Eating fat makes you fat, we were told.
The low fat diet promised to improve our health and slim us down for good. But by the time the low fat craze reached its peak in the 90s, rates of overweight and obesity were skyrocketing.
There’s a compelling argument that we got fatter because fat was replaced with refined carbohydrates like sugar and white flour, says endocrinologist Dr David Ludwig, author of Always Hungry? Conquer Cravings, Retrain your Fat Cells & Lose Weight Permanently.
Refined carbohydrates quickly deliver glucose (sugar) to the blood. This triggers the pancreas to release the hormone insulin, says Ludwig. Insulin is the signal that sends incoming energy from both carbohydrates and fat to be stored, rather than burned. In turn this slows our metabolism and makes us hungrier, a bad combination for weight control.
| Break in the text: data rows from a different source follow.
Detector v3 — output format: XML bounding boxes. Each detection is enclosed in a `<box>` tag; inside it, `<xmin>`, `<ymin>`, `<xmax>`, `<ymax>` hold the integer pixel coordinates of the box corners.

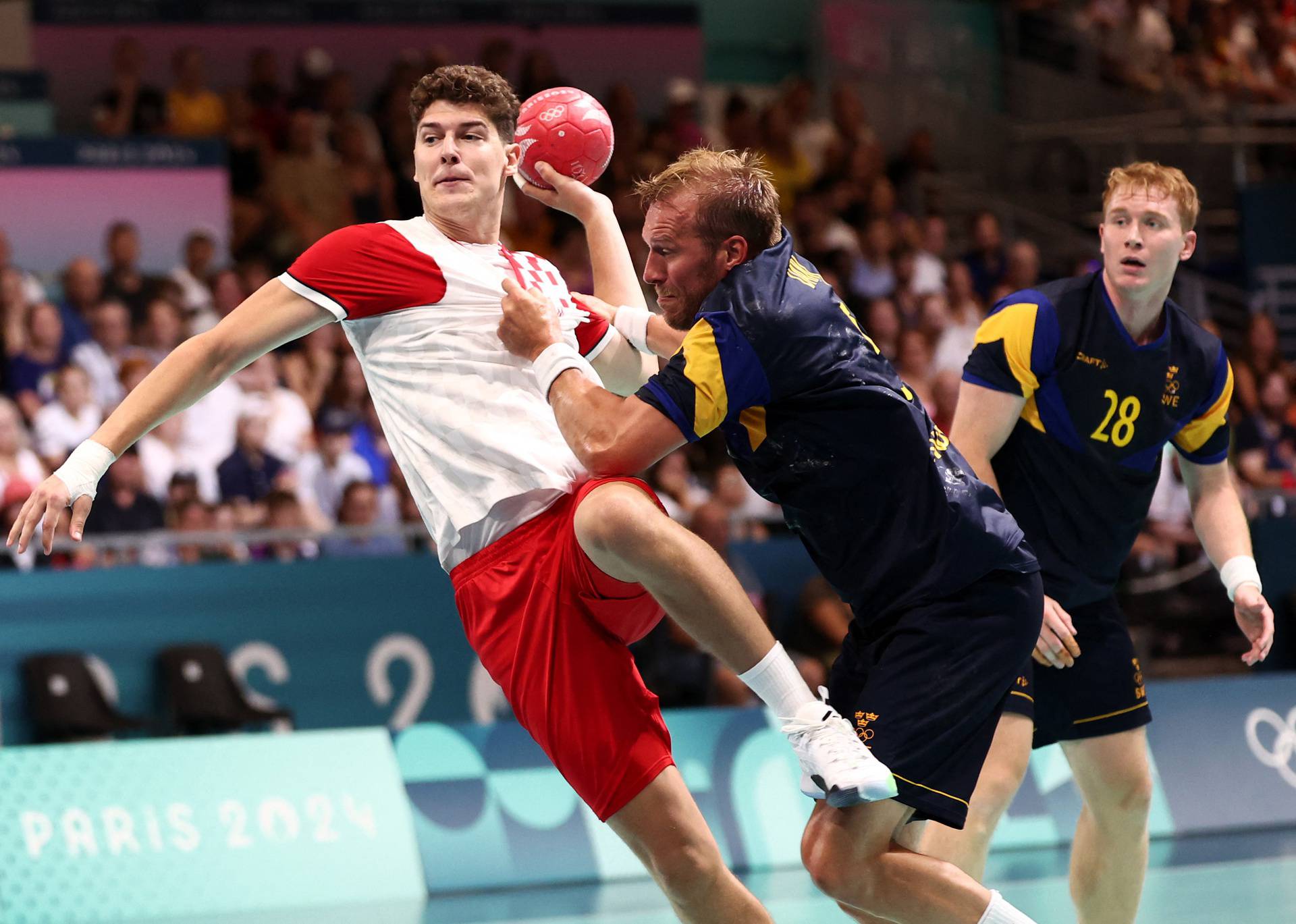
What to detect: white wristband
<box><xmin>55</xmin><ymin>439</ymin><xmax>117</xmax><ymax>507</ymax></box>
<box><xmin>1220</xmin><ymin>555</ymin><xmax>1265</xmax><ymax>600</ymax></box>
<box><xmin>612</xmin><ymin>304</ymin><xmax>652</xmax><ymax>354</ymax></box>
<box><xmin>531</xmin><ymin>344</ymin><xmax>603</xmax><ymax>400</ymax></box>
Ludwig advocates lowering insulin levels by dramatically cutting back on processed carbohydrates such as sugar, white bread, white rice, pasta, potato products, biscuits, and crackers. Instead we should increase our fat intake – specifically healthy fats, such as those found in nuts, olive oil, avocado, fish and dark chocolate. He urges us to opt for natural, unprocessed foods that take time to digest and that deliver energy to the bloodstream in a moderate way instead of in a big rush.
Ludwig isn’t alone in his views, with many nutrition scientists pointing the finger at refined carbs as being as bad for us as the fat they replaced.
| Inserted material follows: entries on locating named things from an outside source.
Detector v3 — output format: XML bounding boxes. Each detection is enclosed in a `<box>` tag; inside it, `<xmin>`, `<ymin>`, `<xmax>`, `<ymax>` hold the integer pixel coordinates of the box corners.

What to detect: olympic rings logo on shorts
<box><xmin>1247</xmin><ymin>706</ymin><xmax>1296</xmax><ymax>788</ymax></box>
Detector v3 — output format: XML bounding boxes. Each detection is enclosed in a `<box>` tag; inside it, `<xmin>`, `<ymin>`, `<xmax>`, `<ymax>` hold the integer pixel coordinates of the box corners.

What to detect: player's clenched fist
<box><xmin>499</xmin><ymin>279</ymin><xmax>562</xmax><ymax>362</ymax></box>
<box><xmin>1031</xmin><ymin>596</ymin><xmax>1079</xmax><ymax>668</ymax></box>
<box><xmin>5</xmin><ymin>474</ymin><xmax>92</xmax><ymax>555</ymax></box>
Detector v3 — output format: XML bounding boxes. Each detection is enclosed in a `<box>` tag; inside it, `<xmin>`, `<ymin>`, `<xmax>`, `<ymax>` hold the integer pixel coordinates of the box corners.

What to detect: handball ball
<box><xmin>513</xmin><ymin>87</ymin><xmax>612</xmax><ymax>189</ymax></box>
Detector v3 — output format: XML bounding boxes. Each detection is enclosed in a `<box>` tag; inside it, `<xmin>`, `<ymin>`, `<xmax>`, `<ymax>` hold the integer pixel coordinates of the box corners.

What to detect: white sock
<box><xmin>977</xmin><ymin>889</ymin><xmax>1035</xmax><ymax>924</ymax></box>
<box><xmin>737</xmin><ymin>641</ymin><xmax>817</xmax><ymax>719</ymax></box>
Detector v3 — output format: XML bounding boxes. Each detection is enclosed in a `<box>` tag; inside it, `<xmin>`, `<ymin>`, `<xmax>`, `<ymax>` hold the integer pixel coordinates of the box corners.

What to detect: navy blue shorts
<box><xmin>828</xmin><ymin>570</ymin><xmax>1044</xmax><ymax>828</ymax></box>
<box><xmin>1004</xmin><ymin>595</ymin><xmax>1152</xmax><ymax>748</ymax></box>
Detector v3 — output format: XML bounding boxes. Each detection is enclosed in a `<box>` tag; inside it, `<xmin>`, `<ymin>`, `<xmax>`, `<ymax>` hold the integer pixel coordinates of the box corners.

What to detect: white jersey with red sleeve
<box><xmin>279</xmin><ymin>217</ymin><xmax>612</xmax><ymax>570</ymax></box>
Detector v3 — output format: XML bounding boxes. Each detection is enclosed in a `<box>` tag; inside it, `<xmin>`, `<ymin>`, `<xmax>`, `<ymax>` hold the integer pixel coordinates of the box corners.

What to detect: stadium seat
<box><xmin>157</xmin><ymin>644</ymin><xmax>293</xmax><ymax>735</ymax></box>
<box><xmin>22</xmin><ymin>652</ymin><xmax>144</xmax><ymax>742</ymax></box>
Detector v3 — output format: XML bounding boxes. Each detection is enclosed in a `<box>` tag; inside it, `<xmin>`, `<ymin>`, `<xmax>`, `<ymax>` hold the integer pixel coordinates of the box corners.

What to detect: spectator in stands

“We’re not fat because we’re eating too little fat; we’re fat because we’re eating too much of everything.”
Is it time to ditch low fat?
But fat doesn’t get off scot free. Studies have long shown benefits from restricting fat, from weight loss to reductions in disease risk.
Dr Dean Ornish, founder of the Preventive Medicine Research Institute in Sausalito, California is not convinced by the argument that lowering fat increased our collective girth.
Evidence from the US suggests that although the percentage of fat we eat may have fallen, overall we are eating more of everything, including fat, he says. This fact alone could explain the steady rise in obesity. “We’re not fat because we’re eating too little fat; we’re fat because we’re eating too much of everything,” says Ornish.
For over 30 years, Ornish has recommended a very low fat, plant-based diet for reversing cardiovascular disease, with much success. In his studies he found “when fat calories were carefully controlled, patients lost 67 per cent more body fat than when carbohydrates were controlled.”
While Ludwig and Ornish may disagree on the ideal percentage of fat, they are on the same page when it comes to food quality. Both recommend healthy fats combined with natural, largely unprocessed carbohydrates that take time to digest. We could all do with following their advice, however much fat or carbohydrate we choose to eat.